I didn;t maanage it -- because I couldn't get a scheamtic of the hard
disk. But that was the only part I couldn't get. The guy swho set the
challenge acknowledged that I'd certainly met the spirit of the
requirements :-).
I am not so much impressed as awed.
I'm
impressed that you managed not only to get such a thing running,
but to be using it still. For any kind of contemporary usage on the
21st-century Web, it must be incredibly slow.
It is slow. Very slow. And the video output is an origianl MDA text-only
card and monitor (I have a CGA card in there too, X doesn't support that
either, and I find text on the 5151 a lot easier to read than on any CGA
monitor I've tried (I have the original 5153 and an NEC TTL RGB monitor
that I modified to have RGBI inputs -- I did that before I amanged to
obtain a 5153). So not much hope of accessing most web sites. But it runs
gcc, it runs LaTeX, and things like that.
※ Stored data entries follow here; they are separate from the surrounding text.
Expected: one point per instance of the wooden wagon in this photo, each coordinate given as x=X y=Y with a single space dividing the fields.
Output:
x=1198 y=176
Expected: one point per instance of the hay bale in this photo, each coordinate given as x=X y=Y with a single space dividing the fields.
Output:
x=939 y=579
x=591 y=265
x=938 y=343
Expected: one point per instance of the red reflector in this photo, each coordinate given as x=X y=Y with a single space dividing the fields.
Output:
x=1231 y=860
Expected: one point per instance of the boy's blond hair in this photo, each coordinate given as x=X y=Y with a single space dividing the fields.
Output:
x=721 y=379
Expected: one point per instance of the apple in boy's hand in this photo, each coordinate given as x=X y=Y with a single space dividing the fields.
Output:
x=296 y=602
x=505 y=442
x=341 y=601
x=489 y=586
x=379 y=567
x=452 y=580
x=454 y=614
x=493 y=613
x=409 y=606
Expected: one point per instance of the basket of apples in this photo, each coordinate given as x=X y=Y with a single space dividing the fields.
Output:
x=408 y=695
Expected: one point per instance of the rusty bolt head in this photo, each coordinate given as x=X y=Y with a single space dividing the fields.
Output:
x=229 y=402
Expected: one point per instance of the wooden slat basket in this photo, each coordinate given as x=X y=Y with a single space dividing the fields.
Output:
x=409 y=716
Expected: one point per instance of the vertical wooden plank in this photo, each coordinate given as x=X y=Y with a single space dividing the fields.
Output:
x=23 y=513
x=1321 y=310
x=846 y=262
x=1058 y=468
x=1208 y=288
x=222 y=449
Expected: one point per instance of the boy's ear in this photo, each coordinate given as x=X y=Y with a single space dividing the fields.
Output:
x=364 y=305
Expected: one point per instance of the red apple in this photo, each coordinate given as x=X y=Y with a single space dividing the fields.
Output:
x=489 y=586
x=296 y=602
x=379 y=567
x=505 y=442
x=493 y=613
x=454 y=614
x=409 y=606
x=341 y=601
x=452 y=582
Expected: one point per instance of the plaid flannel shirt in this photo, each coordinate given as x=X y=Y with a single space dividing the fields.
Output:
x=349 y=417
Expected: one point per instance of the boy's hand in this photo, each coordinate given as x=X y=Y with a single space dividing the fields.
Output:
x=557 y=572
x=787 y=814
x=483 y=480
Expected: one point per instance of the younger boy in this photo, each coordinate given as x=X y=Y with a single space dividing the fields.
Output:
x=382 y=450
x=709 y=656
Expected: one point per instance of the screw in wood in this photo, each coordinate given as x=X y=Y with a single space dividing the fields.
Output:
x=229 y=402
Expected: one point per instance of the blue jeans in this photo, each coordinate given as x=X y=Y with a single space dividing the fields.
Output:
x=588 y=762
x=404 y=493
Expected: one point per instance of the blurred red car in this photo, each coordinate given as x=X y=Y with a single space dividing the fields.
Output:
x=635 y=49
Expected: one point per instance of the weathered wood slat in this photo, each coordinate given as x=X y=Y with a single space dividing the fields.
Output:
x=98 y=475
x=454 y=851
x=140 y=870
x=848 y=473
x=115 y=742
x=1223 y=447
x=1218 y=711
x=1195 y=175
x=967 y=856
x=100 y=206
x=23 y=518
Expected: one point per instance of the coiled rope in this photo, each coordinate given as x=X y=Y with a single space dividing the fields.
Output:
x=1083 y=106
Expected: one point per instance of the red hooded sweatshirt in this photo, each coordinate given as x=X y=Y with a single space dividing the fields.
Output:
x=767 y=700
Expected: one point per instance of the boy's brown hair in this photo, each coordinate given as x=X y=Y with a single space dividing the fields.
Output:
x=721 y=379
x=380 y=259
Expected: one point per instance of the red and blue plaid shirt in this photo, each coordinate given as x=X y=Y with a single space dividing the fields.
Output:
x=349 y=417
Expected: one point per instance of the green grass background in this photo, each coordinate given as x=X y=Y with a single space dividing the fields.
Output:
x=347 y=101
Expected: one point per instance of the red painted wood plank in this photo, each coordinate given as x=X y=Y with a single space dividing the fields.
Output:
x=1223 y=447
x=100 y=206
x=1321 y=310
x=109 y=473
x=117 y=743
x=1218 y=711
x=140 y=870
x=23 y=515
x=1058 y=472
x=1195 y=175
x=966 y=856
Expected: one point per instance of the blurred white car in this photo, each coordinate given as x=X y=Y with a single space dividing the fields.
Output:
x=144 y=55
To be honest, on the few occasions that I need to look at graphical web
sites (mostly to read data sheets, technical manuials, etc) I go to an
internet cafe.
Haver you considered getting one of those Chinese Godson2-powered
(MIPS-compatible) Linux laptops? It's what Richard Stallman uses now.
All open-source: the CPU, hardware, firmware & all software is Free
and open source.
http://www.osnews.com/print/21530/The_Loongson-2_MIPS_Lemote_Yeeloong_Netbo…
Product page:
http://www.lemote.com/en/products/Notebook/2010/0310/112.html
I don't know anyone directly selling it in the UK but very similar
devices are about, and they're cheap, too - under ?150. Not
powerhouses - the Longson CPU is only about 400MHz - but I believe
they're pretty usable.
I think they are generally regarded as *the* most open modern computer
in the world, but I don't know if they'd be Duell-compatible.